Small practices are threatened

Medhavi Jogi, the Houston endocrinologist, says his practice switched completely to telehealth in late March and sent all of its staff home. But it’s still unclear how long the practice will be able to survive in its current form, Jogi says.

Unlike many small practices, which have been reluctant to embrace telehealth, Jogi and his colleagues have been conducting virtual visits for the past five years. About 30 percent of Jogi’s visits were virtual even before the pandemic. Telehealth encounters comprised a much smaller percentage of the other doctors’ visits up to then. However, “they all knew how to do it, and the systems were in place,” he says.

The practice has had to give up in-office procedures, such as thyroid biopsies and thyroid ultrasounds, Jogi notes, because Texas banned all procedures at least through the end of April. Besides that financial hit, he notes, many patients with diabetes and other metabolic disorders are afraid to go to Quest or Labcorp for testing. That has reduced his patient volume, because there’s not much to talk about with these patients in the absence of recent lab results.

The cash flow in Jogi’s practice has not dropped off yet, because payments from claims filed weeks ago are still coming in. But he and his two partners (the other doctors are employees) are keeping a close eye on their bank statements. “Once we start seeing the daily [electronic] check deposits drop, we know we’re going to have to change some staffing,” he says.

As long as the group can keep telehealth volume up, he adds, he doesn’t think they’ll have to let the employed doctors go. “But it will probably tank at some time, and we’ll have to ask for concessions. If they’re not willing to concede, there may be layoffs.”

Long-term outlook

Observers expect that most independent practice leaders will delay layoffs for now. “The sequence is often that practice owners take home less money,” says Joshua Halverson, MHA, MPA, a principal at ECG Management Consultants. “I’m not hearing people talk about big layoffs of clinical staff.
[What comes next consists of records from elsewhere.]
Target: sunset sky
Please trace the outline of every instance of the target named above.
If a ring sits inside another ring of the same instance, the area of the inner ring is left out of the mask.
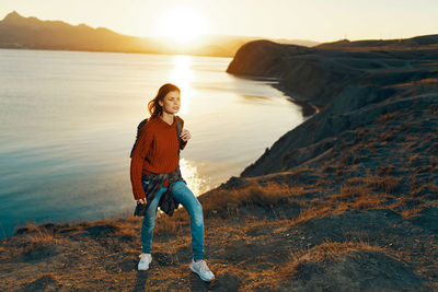
[[[438,34],[437,0],[1,0],[0,19],[85,23],[136,36],[250,35],[331,42]]]

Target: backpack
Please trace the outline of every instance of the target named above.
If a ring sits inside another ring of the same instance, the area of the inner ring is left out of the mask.
[[[180,119],[177,119],[176,117],[175,117],[175,119],[176,119],[176,136],[177,136],[177,138],[178,138],[178,144],[180,144],[180,147],[178,147],[178,155],[180,155],[180,152],[181,152],[181,144],[183,143],[183,141],[182,141],[181,137],[180,137],[181,131],[182,131],[182,125],[181,125],[181,120],[180,120]],[[141,129],[145,127],[145,125],[146,125],[147,122],[148,122],[148,119],[146,118],[146,119],[141,120],[140,124],[138,124],[138,126],[137,126],[136,141],[134,142],[132,149],[130,150],[129,157],[132,157],[132,152],[134,152],[134,149],[135,149],[136,145],[137,145],[138,137],[140,136],[140,131],[141,131]]]

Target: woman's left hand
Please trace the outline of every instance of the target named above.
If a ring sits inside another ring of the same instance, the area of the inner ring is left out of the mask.
[[[184,128],[184,129],[181,131],[181,139],[182,139],[184,142],[187,142],[188,139],[191,139],[191,138],[192,138],[191,132],[189,132],[187,129]]]

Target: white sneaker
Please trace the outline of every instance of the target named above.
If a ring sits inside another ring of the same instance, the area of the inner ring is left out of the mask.
[[[140,261],[138,262],[138,270],[146,271],[149,269],[149,264],[152,261],[151,254],[141,254],[139,255]]]
[[[191,270],[196,272],[203,281],[211,281],[215,279],[215,275],[208,269],[207,262],[204,259],[198,261],[192,259]]]

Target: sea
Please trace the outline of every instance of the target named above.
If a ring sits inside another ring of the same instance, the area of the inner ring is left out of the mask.
[[[274,79],[232,58],[0,49],[0,238],[26,224],[131,214],[129,153],[168,82],[192,139],[181,171],[199,196],[239,176],[307,117]]]

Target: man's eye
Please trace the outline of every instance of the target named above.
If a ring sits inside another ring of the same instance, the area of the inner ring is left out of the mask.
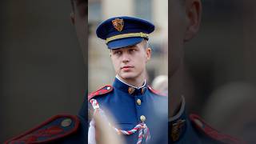
[[[114,51],[114,54],[121,54],[122,53],[121,53],[121,51]]]
[[[136,51],[136,50],[135,49],[130,49],[130,52],[134,52],[134,51]]]

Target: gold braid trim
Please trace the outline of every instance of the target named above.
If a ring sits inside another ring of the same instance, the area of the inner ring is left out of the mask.
[[[131,38],[131,37],[142,37],[142,38],[149,38],[149,34],[146,33],[129,33],[129,34],[119,34],[119,35],[115,35],[113,37],[110,37],[106,39],[106,43],[108,43],[111,41],[116,40],[116,39],[120,39],[120,38]]]

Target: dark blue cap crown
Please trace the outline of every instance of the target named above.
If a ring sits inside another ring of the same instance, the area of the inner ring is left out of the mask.
[[[154,26],[148,21],[125,16],[104,21],[98,26],[96,34],[106,40],[109,49],[118,49],[148,39],[154,30]]]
There are a lot of people still hopeful that this is a temporary, month or two situation, and people can hold off on that.”

Fischer-Wright of MGMA says that layoffs carry costs, which can include an increase in an organization’s unemployment insurance tax rate. “More often than not, it’s better to keep people furloughed [than to lay them off],” she says. “It’s probably better in the long run, if you have good staff, to furlough the staff. At the same time, I’m seeing practices that are using this crisis as an opportunity to separate staff that are less than optimal.”

Planning how to deal with staff and other overhead costs depends on how long the crisis lasts and how severe it is in a practice’s geographic region, Fischer-Wright says. MGMA forecasts that the crisis will continue for at least another three or four months and possibly longer.

“Practices should be reasonable about expectations for their volume and how long this downturn is going to last,” she says. “If you’re a primary care practice, this is probably a six- to eight-week period in which you can count on volumes being down 50 percent to 60 percent. Then you can figure another 4-6 weeks while that volume builds up, when your volume is down 20 percent to 30 percent. Then you’re going to have to expect your volume to be only 80 percent to 90 percent of what it was for the rest of the year. It’s not going to be 100 percent, because there will be high-risk populations who shouldn’t be in the office environment until we have an effective vaccine and treatment available.”